Start small but scale big.
When you start your business, everyone will tell you to find a small group of people to sell to. In other words, find a niche of specific buyers that you can serve well.
The accepted wisdom is that it makes sense to start small, build a loyal customer base, and then naturally outgrow that small market and go after a bigger one. For me, this advice causes more problems than it helps. I see a lot of entrepreneurs with successful niche businesses, but they’ve hit a ceiling and lost momentum. It impacts your productivity, your growth, and your motivation, and you start second-guessing your strategy. Most of these businesses stagnate at best, but more often than not fail because the founder gets bored and unhappy and moves on.
Momentum is the most powerful force in business, and when you choose to start serving a small niche and hope to outgrow it later, you plan on compromising your momentum at some stage. Don’t be afraid to enter into a large market. Be careful making rules for your business that will get in the way of momentum.
Don’t aim too high.
The sporting culture that’s led to the fascination of being number 1 does not apply to entrepreneurship. Numbers 2 and 3, in most decent-sized industries, represents an extreme level of success that any entrepreneur should be ecstatic about. Don’t aim too high. Aim to improve your current position, but set goals that will motivate yourself, your co-founders, and your staff, and enjoy every step of the journey. You might find that going from #113 to #20 is far more satisfying than going from #3 to #2.
You can’t make luck.
If you made it, it would be execution, not luck. And besides, just like “work hard,” it doesn’t explain why so many people are working on their businesses for so many years and not achieving success. There are shitloads of people working hard or working on making their own luck, but for whatever reason, they don’t get lucky. Perhaps it’s because luck tends to be a bit random. That’s the whole point of luck. To me, it’s okay to admit the truth that luck has a big role to play in success in business. It keeps you humble. As soon as you think you are entirely responsible for your success, you become arrogant.
How did Elon Musk become the god-like figure of entrepreneurs? Sure, he worked hard and took obscene risks, and he’s stupidly smart and creative. Yet he was within inches of it all being one big devastating failure. In 2008, he was within days of bankruptcy, and he landed a huge contract with NASA that saved his space exploration company, SpaceX, and was granted hundreds of millions of dollars from the government to keep his fledgling electric vehicle startup, Tesla, afloat. He’s had his fair share of bad luck. But let’s be honest, that series of events is nothing but good luck!
Ideas matter.
I’m sick of hearing business experts claim that ideas don’t matter, only execution matters. This is some of the most damaging advice an entrepreneur can take on. It’s basically saying, “Don’t worry too much about what you are working on; just keep working.” The problem is, this is the biggest problem we have: working too hard on the wrong things.

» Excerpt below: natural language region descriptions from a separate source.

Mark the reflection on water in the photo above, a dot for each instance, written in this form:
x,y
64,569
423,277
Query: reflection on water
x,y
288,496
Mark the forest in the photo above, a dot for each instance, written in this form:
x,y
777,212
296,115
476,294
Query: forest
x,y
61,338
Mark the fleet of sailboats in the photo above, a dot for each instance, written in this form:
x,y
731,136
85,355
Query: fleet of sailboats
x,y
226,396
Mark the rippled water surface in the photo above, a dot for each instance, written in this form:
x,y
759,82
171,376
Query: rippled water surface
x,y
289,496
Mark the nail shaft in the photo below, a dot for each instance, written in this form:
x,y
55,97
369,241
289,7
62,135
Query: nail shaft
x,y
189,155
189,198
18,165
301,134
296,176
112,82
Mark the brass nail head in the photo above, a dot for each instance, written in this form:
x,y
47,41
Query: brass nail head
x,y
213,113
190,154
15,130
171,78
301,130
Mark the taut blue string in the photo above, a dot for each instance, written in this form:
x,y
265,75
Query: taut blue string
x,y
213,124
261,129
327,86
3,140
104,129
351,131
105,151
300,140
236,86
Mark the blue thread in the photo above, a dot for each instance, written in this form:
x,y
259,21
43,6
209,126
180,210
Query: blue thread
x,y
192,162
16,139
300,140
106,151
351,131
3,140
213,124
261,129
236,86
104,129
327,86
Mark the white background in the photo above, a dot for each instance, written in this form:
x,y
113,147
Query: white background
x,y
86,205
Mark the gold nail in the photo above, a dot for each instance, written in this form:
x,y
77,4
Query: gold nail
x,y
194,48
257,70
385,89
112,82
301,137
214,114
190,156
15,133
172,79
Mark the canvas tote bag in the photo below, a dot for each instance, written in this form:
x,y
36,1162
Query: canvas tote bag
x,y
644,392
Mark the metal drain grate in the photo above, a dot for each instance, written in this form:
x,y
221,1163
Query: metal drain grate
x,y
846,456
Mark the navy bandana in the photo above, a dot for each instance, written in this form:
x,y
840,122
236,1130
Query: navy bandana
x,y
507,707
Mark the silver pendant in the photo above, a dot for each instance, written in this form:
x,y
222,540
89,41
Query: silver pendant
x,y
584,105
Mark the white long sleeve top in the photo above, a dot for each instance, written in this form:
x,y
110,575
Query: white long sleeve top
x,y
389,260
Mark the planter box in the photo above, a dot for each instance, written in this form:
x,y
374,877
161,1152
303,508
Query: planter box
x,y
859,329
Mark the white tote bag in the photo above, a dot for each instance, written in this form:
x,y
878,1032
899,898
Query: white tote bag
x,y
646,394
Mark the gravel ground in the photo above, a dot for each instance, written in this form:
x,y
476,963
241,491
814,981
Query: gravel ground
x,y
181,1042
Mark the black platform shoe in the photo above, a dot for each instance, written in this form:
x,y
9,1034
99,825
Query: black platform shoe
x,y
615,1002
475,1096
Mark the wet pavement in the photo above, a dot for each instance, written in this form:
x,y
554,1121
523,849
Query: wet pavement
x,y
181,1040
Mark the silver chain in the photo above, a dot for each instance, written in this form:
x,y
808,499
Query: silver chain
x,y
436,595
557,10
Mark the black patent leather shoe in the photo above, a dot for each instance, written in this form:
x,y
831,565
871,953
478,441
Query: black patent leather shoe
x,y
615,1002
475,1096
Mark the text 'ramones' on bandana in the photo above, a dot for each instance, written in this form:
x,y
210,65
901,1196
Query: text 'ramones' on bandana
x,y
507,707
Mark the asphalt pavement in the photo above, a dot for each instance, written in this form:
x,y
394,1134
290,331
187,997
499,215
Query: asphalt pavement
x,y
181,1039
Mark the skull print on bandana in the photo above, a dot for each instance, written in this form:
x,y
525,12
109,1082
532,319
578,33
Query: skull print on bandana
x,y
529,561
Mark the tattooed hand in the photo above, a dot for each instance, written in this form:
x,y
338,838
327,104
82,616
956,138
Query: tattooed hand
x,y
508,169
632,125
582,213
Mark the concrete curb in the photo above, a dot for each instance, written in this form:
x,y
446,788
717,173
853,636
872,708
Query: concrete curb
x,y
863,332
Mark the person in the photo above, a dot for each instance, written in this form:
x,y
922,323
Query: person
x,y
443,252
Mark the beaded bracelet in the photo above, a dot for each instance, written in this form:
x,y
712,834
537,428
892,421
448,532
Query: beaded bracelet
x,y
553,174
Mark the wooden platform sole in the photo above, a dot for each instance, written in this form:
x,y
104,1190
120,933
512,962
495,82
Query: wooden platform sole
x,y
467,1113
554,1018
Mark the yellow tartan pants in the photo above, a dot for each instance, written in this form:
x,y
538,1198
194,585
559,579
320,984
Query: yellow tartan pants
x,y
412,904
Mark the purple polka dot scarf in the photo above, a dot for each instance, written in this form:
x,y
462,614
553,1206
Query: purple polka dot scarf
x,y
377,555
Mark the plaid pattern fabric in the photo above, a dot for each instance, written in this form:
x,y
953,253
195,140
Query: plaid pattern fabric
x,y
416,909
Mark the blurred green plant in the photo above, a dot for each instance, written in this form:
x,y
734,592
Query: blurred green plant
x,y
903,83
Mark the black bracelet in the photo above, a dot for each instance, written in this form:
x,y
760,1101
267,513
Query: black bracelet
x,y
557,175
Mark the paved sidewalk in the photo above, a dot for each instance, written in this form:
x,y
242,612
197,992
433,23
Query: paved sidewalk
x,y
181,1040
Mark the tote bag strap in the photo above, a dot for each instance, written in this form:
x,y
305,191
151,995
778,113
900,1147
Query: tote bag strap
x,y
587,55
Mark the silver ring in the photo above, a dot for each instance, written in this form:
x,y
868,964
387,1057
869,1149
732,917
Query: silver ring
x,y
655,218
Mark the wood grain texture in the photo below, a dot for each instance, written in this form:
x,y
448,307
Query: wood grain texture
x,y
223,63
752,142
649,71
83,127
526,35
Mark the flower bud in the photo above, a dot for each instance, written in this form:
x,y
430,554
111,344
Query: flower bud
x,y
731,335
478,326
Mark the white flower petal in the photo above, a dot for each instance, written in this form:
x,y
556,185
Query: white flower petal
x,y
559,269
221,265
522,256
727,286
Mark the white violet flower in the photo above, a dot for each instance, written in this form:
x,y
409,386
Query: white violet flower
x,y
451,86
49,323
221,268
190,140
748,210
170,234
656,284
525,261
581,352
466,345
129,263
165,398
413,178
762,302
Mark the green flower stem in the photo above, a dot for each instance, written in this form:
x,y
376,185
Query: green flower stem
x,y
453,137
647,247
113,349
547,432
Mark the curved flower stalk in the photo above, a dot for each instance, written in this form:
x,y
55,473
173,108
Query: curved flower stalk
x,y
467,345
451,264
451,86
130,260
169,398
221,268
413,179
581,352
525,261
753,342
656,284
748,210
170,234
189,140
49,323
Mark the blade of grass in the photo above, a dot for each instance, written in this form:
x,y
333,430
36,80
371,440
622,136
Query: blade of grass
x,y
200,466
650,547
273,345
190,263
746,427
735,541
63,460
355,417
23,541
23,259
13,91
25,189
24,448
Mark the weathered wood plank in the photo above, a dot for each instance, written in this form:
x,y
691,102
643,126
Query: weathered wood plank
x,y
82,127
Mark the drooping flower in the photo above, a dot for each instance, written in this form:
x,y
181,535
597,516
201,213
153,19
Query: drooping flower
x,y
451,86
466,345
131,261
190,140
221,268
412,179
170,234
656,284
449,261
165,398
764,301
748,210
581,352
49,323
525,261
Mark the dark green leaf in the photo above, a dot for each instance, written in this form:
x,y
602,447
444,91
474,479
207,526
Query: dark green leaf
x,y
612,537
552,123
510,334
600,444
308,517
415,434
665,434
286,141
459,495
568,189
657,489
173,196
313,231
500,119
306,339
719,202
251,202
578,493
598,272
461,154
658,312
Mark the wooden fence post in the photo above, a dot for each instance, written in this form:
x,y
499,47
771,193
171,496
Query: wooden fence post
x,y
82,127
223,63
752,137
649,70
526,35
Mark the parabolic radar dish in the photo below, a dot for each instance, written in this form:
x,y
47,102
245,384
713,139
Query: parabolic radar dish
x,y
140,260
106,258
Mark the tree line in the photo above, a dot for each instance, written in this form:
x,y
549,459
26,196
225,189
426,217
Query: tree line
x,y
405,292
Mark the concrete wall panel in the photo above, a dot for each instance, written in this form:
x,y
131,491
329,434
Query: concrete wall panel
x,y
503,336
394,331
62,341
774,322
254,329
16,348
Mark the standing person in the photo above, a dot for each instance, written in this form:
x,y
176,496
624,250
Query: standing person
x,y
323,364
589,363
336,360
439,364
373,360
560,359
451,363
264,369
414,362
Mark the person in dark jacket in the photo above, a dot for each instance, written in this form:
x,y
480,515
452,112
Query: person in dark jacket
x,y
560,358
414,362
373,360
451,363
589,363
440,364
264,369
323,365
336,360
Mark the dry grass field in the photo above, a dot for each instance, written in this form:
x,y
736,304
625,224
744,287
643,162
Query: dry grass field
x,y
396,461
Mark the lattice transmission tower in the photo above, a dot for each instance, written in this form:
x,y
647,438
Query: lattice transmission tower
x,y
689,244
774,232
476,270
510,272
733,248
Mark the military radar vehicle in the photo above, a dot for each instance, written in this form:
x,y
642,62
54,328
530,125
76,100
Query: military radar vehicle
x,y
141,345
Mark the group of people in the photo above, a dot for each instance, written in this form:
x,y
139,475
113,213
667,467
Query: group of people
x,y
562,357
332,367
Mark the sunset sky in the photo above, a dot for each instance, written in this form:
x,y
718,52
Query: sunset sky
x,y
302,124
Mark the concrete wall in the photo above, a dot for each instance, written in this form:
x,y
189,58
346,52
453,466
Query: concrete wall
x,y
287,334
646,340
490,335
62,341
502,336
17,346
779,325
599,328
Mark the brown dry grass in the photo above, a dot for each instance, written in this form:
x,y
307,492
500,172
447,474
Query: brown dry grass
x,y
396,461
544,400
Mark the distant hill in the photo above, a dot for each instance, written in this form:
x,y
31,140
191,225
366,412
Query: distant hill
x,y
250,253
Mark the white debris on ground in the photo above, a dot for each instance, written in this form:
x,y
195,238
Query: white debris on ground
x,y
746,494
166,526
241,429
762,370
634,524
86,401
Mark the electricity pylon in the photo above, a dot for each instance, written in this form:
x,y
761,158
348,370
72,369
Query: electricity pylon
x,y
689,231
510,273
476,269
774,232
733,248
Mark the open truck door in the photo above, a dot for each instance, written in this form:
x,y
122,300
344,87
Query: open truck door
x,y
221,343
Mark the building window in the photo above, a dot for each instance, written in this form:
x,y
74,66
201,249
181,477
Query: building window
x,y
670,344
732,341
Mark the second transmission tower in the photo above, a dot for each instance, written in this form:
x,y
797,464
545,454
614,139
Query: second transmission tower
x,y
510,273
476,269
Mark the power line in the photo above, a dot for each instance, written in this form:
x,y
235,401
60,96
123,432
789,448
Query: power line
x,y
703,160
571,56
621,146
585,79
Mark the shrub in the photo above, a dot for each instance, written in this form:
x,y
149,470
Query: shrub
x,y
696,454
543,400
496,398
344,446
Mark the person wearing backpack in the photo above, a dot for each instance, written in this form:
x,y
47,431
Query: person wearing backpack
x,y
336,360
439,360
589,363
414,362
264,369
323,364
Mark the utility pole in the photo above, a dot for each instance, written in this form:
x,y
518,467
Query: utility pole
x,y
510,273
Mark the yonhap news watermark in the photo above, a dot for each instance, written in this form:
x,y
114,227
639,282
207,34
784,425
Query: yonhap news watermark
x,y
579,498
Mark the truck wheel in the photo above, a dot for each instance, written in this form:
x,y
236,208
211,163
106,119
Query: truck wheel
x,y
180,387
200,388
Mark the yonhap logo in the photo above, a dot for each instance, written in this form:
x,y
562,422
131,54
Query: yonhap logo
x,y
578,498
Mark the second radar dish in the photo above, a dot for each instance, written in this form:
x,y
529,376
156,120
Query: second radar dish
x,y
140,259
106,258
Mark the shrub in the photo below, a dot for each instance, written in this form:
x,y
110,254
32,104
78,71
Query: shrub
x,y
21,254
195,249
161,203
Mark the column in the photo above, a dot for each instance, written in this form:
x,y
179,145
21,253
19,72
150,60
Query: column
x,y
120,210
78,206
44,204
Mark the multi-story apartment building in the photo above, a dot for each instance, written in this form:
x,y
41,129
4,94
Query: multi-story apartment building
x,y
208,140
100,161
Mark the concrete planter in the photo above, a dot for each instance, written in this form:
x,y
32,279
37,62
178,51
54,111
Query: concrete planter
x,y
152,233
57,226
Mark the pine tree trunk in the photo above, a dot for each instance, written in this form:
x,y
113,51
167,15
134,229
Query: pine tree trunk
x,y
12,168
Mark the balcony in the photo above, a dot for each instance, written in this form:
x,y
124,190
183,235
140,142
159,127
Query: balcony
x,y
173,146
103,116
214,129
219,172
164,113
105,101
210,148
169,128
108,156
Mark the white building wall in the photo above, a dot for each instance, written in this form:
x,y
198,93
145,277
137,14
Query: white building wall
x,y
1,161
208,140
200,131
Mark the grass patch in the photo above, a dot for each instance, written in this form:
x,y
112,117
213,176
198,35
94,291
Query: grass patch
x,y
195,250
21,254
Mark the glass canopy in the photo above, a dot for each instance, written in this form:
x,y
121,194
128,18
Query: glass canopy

Working hard is a prerequisite, but work hard on a good idea.
Stress isn’t your friend.
Most of the time your best work is done when you aren’t stressed and fearful. A relaxed state with plenty of sleep and working deep in your zone is often where the best work happens. There are certainly times when overcoming fear is the right step. If the outcome puts you in the position you want to be in, great! Go to for it; take the leap. But don’t invite stress and anxiety into your life for the sole reason that you think you have to overcome a certain fear. Sometimes it makes more sense to stay in your zone.
Just build a great product.
What gets more reach on Facebook, pages or groups? What accounting software should I use? What’s a free/cheap way to manage leads in your business? What software should I use for invoicing? Does anyone know how I can find some more information on financial planning?
It doesn’t matter! None of these questions relate to the one problem that I would guess every single one of these entrepreneurs has and the only thing that is going to make a significant dent in the trajectory of their business—a great product. Uber did not take off because they chose the right invoicing software. It took off because there were millions of people frustrated with shitty taxi service, and Uber did it cheaper, more reliably, more efficiently, and more elegantly. Netflix didn’t replace Blockbuster because they had a better logo. The Netflix logo is shit; it’s red letters. It took off because it provided a much better product: more convenient, more engaging, cheaper, higher-quality, the list goes on.
Focus on making a better product for your customers. All the other problems you’ve distracted yourself with DO NOT MATTER.
You’re both successful and struggling. So be happy.
Being a “successful” entrepreneur isn’t all that different from being a struggling one. The struggle is constant, so don’t put all of your eggs in the future basket. If you are pining for a time in the future where you are all of a sudden happy, you probably won’t be. In the best-case scenario, you will get some success, and as a result, you’ll have more options. More places to invest your money. More properties that become attainable. More businesses that need investing. More friends that enjoy your support. The list goes on, and fundamentally, the biggest surprise is you still just feel like you. And if you expect to give your life to entrepreneurship and in the end become someone else, you’re sorely mistaken. No matter how successful, how rich, or how many hair transplants, you will still feel like you.
This doesn’t have to be a bad thing. You have every reason to be happy, grateful, and accomplished right now. You don’t need some external metric to supply that for you. Be happy now. Be grateful now. Regardless of your success, you will always be you.